Significance. If the core pipeline and pruning mechanism are shown to deliver the claimed coverage and precision, the work would address two persistent bottlenecks in multimodal RAG—limited MMKG connectivity and noisy retrieval—potentially enabling more reliable multi-hop reasoning in MLLMs. The engineering focus on a practical, modality-aware construction and pruning pipeline is a concrete contribution that could be adopted or extended by the community.

major comments (3)
  1. [Abstract / §3] Abstract and §3 (MMKG construction): The central claim requires that the multi-agent pipeline produces an M³KG with sufficient modality coverage and multi-hop connectivity for the target queries, yet no quantitative metrics (triplet counts per modality, average path length, connectivity statistics, or coverage against gold knowledge) are reported to validate this assumption.
  2. [Abstract / §4] Abstract and §4 (GRASP): GRASP is presented as performing precise entity grounding and answer-supporting relevance evaluation while pruning redundant context without introducing errors, but the manuscript provides no ablation on the relevance threshold, no precision/recall against human judgments, and no error-injection study to confirm that pruning improves rather than degrades downstream performance.
  3. [Experiments] Experiments section: The assertion of 'significant gains' over existing approaches is unsupported by reported baseline details, error bars, statistical significance tests, or component ablations (e.g., M³KG vs. GRASP vs. full pipeline), making it impossible to attribute observed improvements to the proposed mechanisms rather than dataset artifacts or base MLLM capabilities.
minor comments (2)
  1. [Abstract] Notation: The acronym M³KG is used before its expansion is fully clarified in the abstract; a parenthetical definition on first use would improve readability.
  2. [Abstract] The project website is referenced but no link to released code, constructed graphs, or evaluation scripts is provided in the manuscript, which would aid reproducibility.
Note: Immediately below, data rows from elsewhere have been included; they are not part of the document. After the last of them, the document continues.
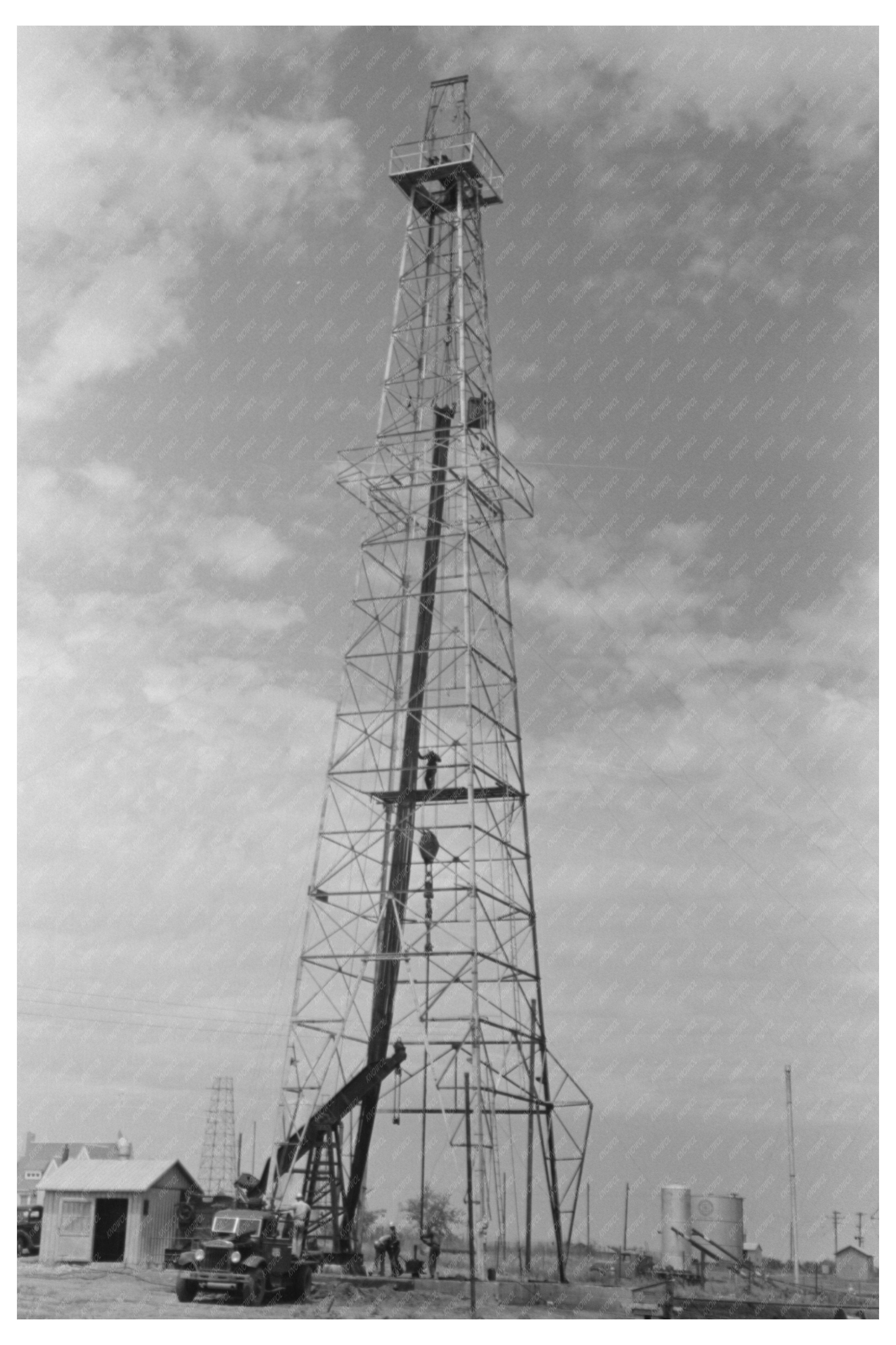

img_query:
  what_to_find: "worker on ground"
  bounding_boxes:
[420,1224,441,1279]
[374,1224,401,1275]
[292,1198,311,1256]
[418,752,441,789]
Simulated Author's Rebuttal

3 responses · 0 unresolved

We thank the referee for the constructive feedback and the recommendation for major revision. The points raised highlight important areas for strengthening the validation of M³KG construction, GRASP, and experimental rigor. We will incorporate all suggested additions and clarifications in the revised manuscript. We respond to each major comment below.
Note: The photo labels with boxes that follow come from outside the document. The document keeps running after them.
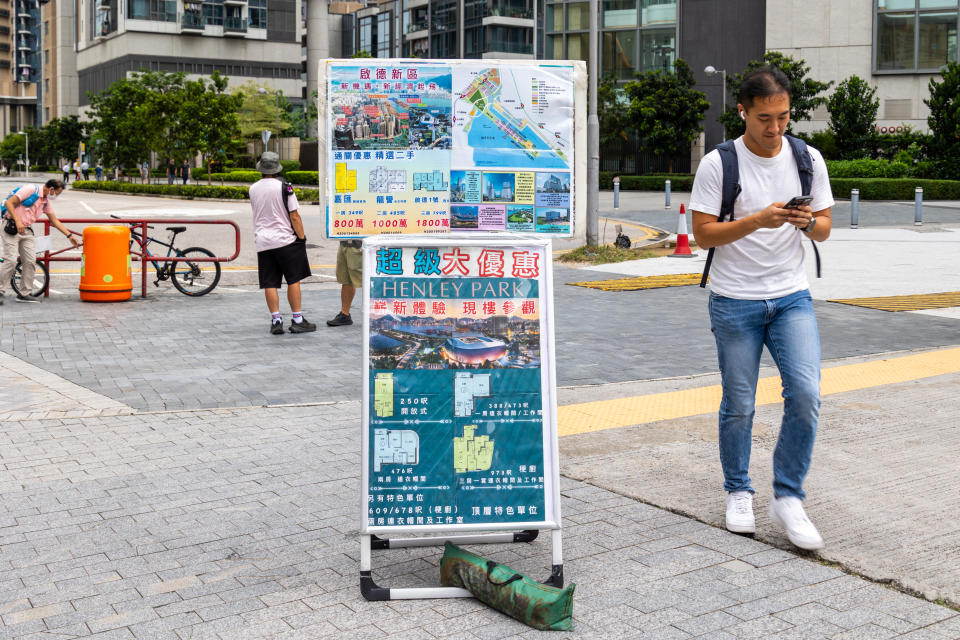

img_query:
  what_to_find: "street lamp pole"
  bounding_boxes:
[703,64,727,142]
[587,0,600,247]
[277,89,281,157]
[19,131,30,178]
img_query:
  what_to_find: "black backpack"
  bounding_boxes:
[280,178,293,214]
[700,135,820,287]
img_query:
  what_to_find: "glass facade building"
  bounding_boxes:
[543,0,678,82]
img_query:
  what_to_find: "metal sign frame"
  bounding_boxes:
[360,233,563,600]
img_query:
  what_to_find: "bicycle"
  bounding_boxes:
[0,256,50,297]
[110,216,220,297]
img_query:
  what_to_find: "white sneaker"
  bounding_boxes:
[770,496,823,550]
[727,491,757,533]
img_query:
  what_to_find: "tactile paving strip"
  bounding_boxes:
[827,291,960,311]
[568,273,702,291]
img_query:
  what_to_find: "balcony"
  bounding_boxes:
[483,6,533,28]
[180,11,204,33]
[405,22,430,42]
[485,40,533,55]
[223,16,247,38]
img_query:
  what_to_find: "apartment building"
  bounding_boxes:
[543,0,958,149]
[352,0,543,59]
[0,0,41,136]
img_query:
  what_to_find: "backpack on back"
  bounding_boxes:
[0,187,40,216]
[700,135,820,287]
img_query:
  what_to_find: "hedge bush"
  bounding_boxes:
[284,171,320,184]
[830,176,960,200]
[600,171,693,191]
[71,180,320,202]
[826,158,913,178]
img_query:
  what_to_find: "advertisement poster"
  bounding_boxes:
[324,59,574,238]
[364,238,556,532]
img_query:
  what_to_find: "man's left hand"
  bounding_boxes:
[787,205,813,229]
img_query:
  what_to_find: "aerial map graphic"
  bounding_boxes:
[452,65,573,169]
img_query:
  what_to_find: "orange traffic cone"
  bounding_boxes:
[670,202,696,258]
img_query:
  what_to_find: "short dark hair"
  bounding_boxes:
[737,65,790,109]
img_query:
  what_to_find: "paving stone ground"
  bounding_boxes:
[0,228,960,640]
[0,401,960,640]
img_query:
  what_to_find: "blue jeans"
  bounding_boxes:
[709,290,820,500]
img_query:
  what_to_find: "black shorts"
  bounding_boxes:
[257,242,311,289]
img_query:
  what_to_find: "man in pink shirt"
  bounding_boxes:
[0,180,80,304]
[250,151,317,335]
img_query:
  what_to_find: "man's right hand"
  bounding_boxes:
[754,202,791,229]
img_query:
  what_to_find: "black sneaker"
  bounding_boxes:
[327,311,353,327]
[290,318,317,333]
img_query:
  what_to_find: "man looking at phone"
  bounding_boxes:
[690,67,833,549]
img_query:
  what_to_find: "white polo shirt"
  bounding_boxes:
[250,178,300,251]
[690,137,834,300]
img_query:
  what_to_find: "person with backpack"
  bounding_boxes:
[690,66,834,549]
[250,151,317,335]
[0,180,80,304]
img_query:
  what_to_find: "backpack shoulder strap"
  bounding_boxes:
[784,136,813,195]
[700,140,740,288]
[280,178,293,214]
[784,136,821,278]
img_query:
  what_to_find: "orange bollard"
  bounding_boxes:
[80,225,133,302]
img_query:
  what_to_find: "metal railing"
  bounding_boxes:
[223,16,247,33]
[180,11,204,29]
[37,218,240,298]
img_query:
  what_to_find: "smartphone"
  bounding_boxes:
[783,196,813,209]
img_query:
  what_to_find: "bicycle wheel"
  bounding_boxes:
[10,258,50,296]
[173,247,220,296]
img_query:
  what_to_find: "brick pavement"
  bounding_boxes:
[0,258,960,639]
[0,266,956,411]
[0,401,960,640]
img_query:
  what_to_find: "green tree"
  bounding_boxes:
[625,59,710,173]
[0,133,27,170]
[597,74,634,147]
[42,116,84,162]
[923,62,960,180]
[232,80,293,140]
[827,75,880,160]
[717,51,833,140]
[88,74,163,172]
[180,72,243,184]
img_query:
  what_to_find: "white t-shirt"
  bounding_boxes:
[250,178,300,251]
[690,137,833,300]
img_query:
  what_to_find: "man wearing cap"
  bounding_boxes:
[0,180,80,304]
[250,151,317,335]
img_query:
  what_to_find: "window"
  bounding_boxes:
[546,36,563,60]
[248,0,267,29]
[874,0,960,73]
[544,4,563,31]
[127,0,177,22]
[357,17,373,55]
[640,29,677,71]
[603,0,637,29]
[374,12,393,58]
[202,0,223,25]
[640,0,677,27]
[600,29,637,80]
[567,2,590,31]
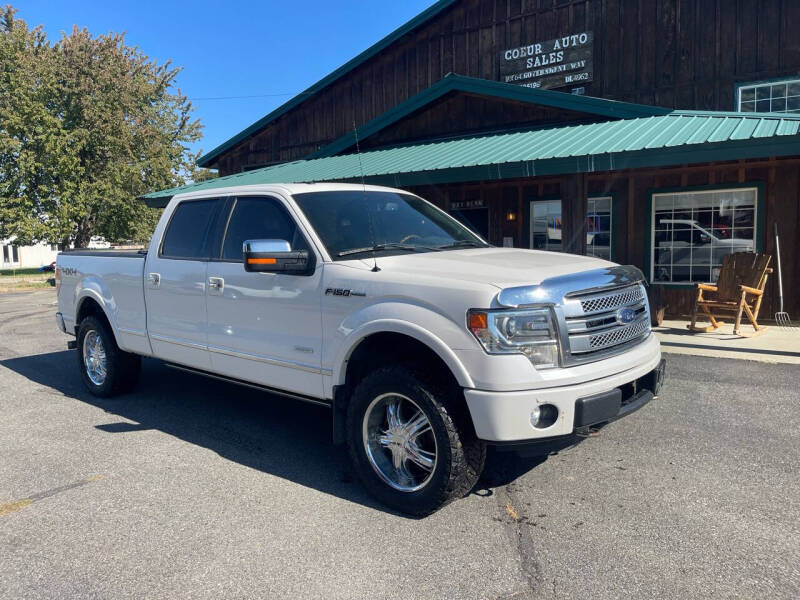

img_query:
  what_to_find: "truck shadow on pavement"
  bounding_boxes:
[0,350,568,517]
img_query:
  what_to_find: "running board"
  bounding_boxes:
[164,363,333,408]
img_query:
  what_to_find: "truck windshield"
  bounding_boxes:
[294,190,488,260]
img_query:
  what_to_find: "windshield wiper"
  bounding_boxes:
[336,243,439,256]
[439,240,489,250]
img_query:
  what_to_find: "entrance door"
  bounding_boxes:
[530,200,562,252]
[207,196,322,396]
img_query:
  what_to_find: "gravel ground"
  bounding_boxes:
[0,291,800,599]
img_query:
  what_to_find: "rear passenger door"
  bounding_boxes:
[144,198,223,370]
[207,196,322,397]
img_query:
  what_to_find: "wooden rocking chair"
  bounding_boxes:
[687,252,772,337]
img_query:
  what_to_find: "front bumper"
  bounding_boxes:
[464,353,665,442]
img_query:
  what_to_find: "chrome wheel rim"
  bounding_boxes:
[83,329,107,385]
[361,393,438,492]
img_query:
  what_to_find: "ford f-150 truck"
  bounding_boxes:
[56,184,664,515]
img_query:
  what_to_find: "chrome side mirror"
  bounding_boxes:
[242,240,314,275]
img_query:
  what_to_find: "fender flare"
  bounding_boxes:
[333,319,475,388]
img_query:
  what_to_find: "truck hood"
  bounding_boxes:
[359,248,614,289]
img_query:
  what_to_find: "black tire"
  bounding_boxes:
[76,315,142,398]
[346,366,486,516]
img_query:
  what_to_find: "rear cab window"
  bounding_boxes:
[159,198,223,260]
[220,196,309,262]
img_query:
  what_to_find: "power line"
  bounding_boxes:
[189,92,314,100]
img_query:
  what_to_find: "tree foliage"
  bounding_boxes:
[0,6,201,247]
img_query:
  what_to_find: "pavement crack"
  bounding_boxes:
[0,475,103,517]
[496,484,542,597]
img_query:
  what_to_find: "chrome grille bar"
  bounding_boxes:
[564,283,650,363]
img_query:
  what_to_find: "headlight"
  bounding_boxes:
[467,308,559,368]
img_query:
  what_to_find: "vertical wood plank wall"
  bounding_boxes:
[218,0,800,175]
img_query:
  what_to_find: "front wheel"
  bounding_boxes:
[77,316,141,398]
[347,366,486,516]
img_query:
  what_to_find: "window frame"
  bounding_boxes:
[522,191,617,262]
[644,181,766,289]
[158,196,227,262]
[523,195,564,254]
[585,192,617,262]
[733,76,800,116]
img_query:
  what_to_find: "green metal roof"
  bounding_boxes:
[142,111,800,206]
[197,0,456,167]
[307,73,672,158]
read point-by-point responses
  1. Referee: [Abstract / §3] Abstract and §3 (MMKG construction): The central claim requires that the multi-agent pipeline produces an M³KG with sufficient modality coverage and multi-hop connectivity for the target queries, yet no quantitative metrics (triplet counts per modality, average path length, connectivity statistics, or coverage against gold knowledge) are reported to validate this assumption.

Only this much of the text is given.